Наши встречи становились обременительными. Трястись в электричке, потом несколько километров пешком до поляны, где я впервые увидел ее… Ночи на траве, которая под утро становилась мокрой от росы… Сквозняки в продуваемых всеми ветрами вагонах…

Посреди жаркого лета у меня начинался хронический, никак не проходящий насморк.

Конечно, я подозревал, что дело тут нечисто. С самого первого мгновения, когда вслед за башмачком с дерева мне на руки упала прекрасная незнакомка, легкая как перышко, я понимал: происходит нечто за гранью разумности. Но сияние Тави… Любое подозрение тут же растворялось лучезарностью ее воздушного тела в моих руках. Тонуло в губах, наполненных земляничным соком. Развеивалось от нежного шепота, которому долгим, неземным эхом вторили все цветы, все травы на этой поляне.

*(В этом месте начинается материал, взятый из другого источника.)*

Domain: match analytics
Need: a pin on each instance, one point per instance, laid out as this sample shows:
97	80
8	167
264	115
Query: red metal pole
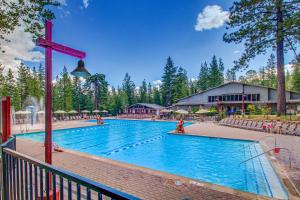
6	132
243	104
48	97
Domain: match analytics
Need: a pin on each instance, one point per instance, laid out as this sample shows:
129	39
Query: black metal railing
27	178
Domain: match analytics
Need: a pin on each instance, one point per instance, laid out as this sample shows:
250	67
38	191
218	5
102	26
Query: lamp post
79	71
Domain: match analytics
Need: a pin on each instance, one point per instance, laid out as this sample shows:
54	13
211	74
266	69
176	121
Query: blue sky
136	36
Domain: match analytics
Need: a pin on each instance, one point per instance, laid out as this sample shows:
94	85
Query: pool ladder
289	152
256	141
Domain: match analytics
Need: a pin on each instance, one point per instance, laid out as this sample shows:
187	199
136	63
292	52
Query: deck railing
27	178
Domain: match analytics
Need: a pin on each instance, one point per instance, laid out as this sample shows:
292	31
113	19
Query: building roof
228	83
149	105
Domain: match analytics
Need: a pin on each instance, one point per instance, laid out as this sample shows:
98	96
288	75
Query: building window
253	97
232	98
249	97
240	97
236	97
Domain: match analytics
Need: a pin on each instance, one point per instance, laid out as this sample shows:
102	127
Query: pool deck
210	129
150	184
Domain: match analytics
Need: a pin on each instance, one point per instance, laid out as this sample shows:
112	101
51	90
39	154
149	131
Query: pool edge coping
166	175
278	168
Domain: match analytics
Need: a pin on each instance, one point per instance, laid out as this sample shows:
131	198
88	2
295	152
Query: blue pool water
148	144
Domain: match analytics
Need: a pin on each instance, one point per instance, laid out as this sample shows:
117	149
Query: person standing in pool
179	126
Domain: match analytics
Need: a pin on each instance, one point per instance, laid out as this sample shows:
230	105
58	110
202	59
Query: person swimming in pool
179	126
100	121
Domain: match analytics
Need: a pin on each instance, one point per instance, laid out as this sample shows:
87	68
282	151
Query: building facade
143	109
232	96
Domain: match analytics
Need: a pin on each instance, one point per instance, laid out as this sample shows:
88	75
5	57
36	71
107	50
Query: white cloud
193	79
62	2
19	48
157	82
288	67
85	3
211	17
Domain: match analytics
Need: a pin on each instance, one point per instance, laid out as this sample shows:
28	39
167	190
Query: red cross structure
49	46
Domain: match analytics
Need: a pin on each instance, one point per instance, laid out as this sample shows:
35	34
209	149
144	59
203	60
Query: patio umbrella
72	112
184	112
166	111
22	112
202	111
60	112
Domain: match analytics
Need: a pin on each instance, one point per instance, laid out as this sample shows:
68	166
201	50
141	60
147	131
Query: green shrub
252	109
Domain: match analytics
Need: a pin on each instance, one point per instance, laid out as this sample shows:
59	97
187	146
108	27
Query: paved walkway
266	139
26	128
150	184
141	182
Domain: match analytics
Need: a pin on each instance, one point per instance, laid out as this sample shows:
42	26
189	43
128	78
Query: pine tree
252	77
288	79
34	85
221	71
101	90
192	87
156	96
203	78
32	13
270	72
181	84
2	79
77	94
66	90
56	95
143	92
129	89
261	25
168	80
22	83
230	75
10	89
214	73
149	93
296	78
41	76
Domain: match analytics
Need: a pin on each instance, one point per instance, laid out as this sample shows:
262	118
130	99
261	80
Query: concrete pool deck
150	184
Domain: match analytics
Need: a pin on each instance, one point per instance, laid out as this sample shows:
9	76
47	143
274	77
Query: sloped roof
149	105
228	83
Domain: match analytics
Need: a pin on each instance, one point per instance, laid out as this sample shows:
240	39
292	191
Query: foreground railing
27	178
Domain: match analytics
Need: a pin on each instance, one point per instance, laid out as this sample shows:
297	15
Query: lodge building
230	96
144	109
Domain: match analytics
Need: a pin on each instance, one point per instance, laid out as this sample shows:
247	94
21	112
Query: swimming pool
148	144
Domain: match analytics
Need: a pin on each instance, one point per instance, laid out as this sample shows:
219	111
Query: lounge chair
258	126
296	131
245	122
285	127
291	128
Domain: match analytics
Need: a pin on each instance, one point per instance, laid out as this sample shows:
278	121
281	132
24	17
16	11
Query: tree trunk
281	99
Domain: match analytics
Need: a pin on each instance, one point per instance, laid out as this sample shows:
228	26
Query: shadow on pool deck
292	143
150	184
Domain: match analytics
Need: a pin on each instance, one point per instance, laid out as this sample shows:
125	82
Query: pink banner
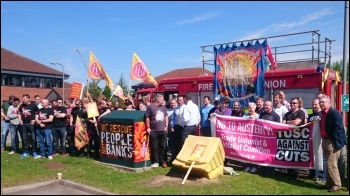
264	142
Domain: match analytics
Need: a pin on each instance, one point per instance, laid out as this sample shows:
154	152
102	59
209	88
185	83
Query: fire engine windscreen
239	72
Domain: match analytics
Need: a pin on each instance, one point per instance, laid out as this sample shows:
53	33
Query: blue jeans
29	137
14	130
43	137
5	127
61	134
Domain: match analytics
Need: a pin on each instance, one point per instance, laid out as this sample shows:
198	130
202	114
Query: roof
15	62
183	72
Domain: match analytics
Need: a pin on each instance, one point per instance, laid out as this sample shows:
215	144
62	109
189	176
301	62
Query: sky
165	35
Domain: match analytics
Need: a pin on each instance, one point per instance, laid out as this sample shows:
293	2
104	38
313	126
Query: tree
107	92
94	89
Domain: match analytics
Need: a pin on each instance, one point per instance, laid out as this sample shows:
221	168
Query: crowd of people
48	126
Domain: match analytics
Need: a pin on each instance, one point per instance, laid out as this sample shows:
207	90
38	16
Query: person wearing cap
5	121
223	109
237	111
205	123
129	105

Даже когда ее не было рядом, воспоминание о наших свиданиях стирало все остальные мысли. Поведение моей любимой выходит за все мыслимые грани? Ну что ж… Для каждого истинно влюбленного предмет его страсти выходит за грани обыденности.

Наконец я придумал, как совместить наши миры, которые сложно пересекались в реальности. Я знал, что Серегины родители каждое лето проводили за городом, но в тот год уехали в турне. Приятель же выезды на природу терпеть не мог, поэтому дача явно пустовала. Не скажу, что Серега очень охотно передал мне ключи, но, видимо, обаяние Тави к тому времени пропитало меня насквозь, потому что сломить его сопротивление оказалось не так сложно, как предполагалось с самого начала.

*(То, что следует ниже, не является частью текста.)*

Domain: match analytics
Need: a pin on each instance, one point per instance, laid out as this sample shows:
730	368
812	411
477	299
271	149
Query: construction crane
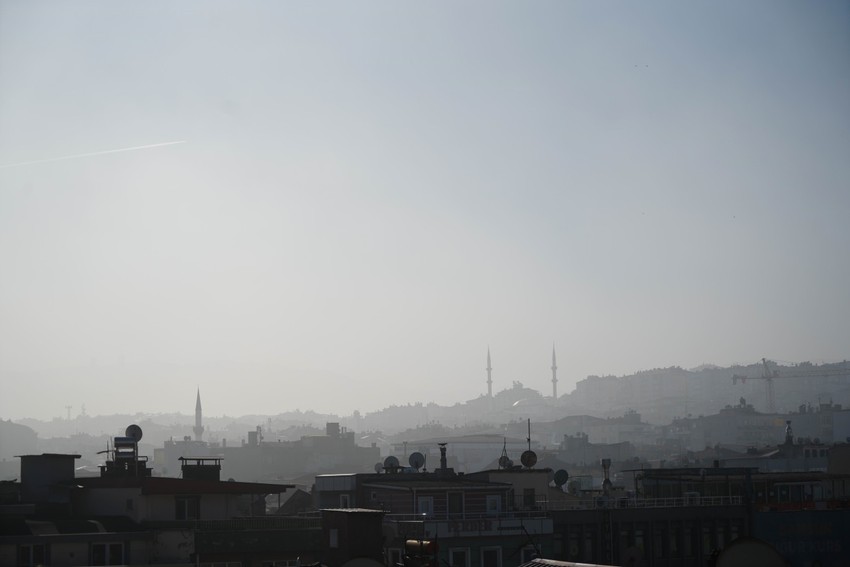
769	375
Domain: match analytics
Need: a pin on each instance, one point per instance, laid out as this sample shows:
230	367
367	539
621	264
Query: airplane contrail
101	152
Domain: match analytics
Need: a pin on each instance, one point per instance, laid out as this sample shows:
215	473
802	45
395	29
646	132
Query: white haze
371	194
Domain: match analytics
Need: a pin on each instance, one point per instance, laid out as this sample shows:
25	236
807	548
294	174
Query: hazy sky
369	194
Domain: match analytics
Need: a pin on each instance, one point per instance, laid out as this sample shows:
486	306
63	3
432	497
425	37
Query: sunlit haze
369	195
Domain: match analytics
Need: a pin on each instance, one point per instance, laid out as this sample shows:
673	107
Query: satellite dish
561	477
416	460
134	432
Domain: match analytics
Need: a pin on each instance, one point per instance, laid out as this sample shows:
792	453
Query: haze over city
297	206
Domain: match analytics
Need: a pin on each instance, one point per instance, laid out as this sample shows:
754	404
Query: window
529	554
459	557
394	557
456	503
107	554
34	554
491	557
494	504
426	505
187	507
528	498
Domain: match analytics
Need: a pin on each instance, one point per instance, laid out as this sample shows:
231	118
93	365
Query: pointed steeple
489	375
199	428
554	375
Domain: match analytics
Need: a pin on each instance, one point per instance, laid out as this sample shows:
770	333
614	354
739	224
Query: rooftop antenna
504	460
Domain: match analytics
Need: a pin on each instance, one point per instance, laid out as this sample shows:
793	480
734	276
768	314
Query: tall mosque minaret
198	429
554	375
489	375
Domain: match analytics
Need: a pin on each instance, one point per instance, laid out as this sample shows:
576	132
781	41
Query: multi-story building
475	522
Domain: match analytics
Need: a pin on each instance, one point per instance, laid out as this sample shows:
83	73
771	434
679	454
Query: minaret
554	375
198	429
489	376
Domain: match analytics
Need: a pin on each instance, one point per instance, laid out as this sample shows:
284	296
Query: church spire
198	429
489	375
554	375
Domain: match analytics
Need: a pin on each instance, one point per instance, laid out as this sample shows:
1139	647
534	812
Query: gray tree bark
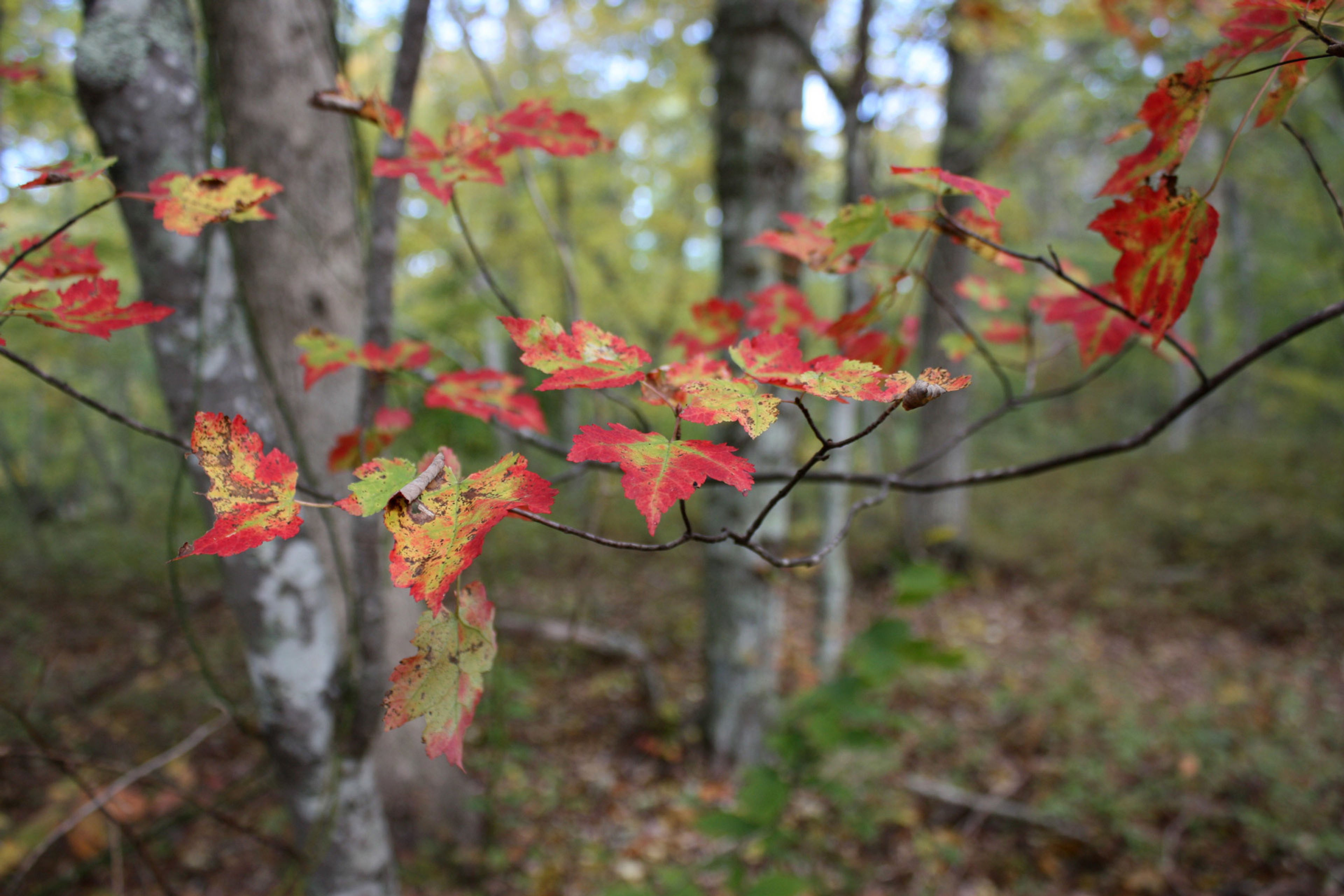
937	522
136	72
758	174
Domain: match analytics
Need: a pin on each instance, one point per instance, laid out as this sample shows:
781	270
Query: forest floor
1182	746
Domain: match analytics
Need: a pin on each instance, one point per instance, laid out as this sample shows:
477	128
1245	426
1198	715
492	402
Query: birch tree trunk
136	73
758	174
937	522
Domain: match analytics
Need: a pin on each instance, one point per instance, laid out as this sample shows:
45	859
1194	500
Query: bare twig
480	261
1326	182
108	793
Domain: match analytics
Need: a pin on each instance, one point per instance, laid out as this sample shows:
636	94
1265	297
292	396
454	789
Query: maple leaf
186	205
1291	78
1099	330
783	309
982	292
589	359
536	125
445	679
664	386
659	472
439	537
69	171
347	453
1003	332
1164	238
85	307
812	245
18	73
369	108
943	182
59	258
253	493
722	401
326	354
487	396
717	324
777	360
467	154
1174	113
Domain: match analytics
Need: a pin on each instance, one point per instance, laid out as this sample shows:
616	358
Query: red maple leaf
186	205
1174	113
536	125
487	396
777	360
253	493
589	359
659	472
349	452
783	309
467	154
58	260
1164	238
943	182
812	245
1100	330
85	307
715	324
445	679
443	532
68	171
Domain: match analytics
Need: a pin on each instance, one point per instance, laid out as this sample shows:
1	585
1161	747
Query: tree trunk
136	75
936	523
758	175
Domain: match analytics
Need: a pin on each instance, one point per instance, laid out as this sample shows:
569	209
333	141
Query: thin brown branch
69	771
1320	174
480	262
108	793
46	240
1056	268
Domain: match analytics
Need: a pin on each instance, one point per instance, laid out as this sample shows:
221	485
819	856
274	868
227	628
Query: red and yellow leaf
777	360
1291	78
186	205
69	171
659	472
783	309
370	108
467	154
444	681
253	493
347	453
534	124
487	396
1174	113
1164	238
715	324
326	354
439	535
941	182
58	260
1100	331
85	307
812	245
722	401
589	359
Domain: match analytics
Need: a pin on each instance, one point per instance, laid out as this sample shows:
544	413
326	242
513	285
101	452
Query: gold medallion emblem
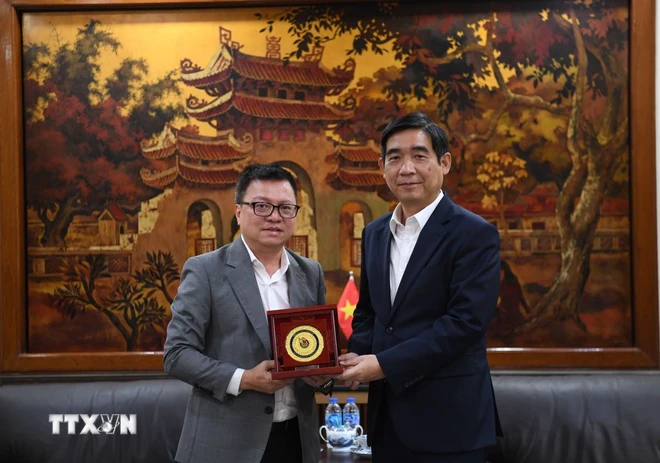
304	343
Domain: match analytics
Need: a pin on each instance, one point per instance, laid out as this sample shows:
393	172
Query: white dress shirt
274	291
404	240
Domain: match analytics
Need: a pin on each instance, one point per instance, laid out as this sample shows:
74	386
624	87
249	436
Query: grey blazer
219	324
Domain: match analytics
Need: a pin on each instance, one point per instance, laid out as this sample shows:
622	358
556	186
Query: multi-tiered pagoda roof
242	85
357	168
194	160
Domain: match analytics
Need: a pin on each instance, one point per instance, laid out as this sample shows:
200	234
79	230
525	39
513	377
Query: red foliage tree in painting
566	64
82	134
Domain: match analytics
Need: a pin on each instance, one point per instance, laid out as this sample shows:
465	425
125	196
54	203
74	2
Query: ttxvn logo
95	424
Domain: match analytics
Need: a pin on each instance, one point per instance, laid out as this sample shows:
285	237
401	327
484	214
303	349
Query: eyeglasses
261	209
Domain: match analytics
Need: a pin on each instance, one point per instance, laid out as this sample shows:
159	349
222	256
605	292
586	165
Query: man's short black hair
416	121
272	171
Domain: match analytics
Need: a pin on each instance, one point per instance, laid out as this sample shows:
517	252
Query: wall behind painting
657	119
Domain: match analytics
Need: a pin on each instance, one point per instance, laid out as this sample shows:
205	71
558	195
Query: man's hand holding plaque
305	343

Дача Серегиных родителей не выглядела шикарным особняком. Небольшой деревянный домик с уютной верандой и участком, засаженным вольно растущими цветами. Их было много, но определил я только ромашки. Наверное, мама Сереги разбивала клумбы, но в это лето садик выглядел довольно диким. Что, впрочем, придавало ему дополнительное очарование.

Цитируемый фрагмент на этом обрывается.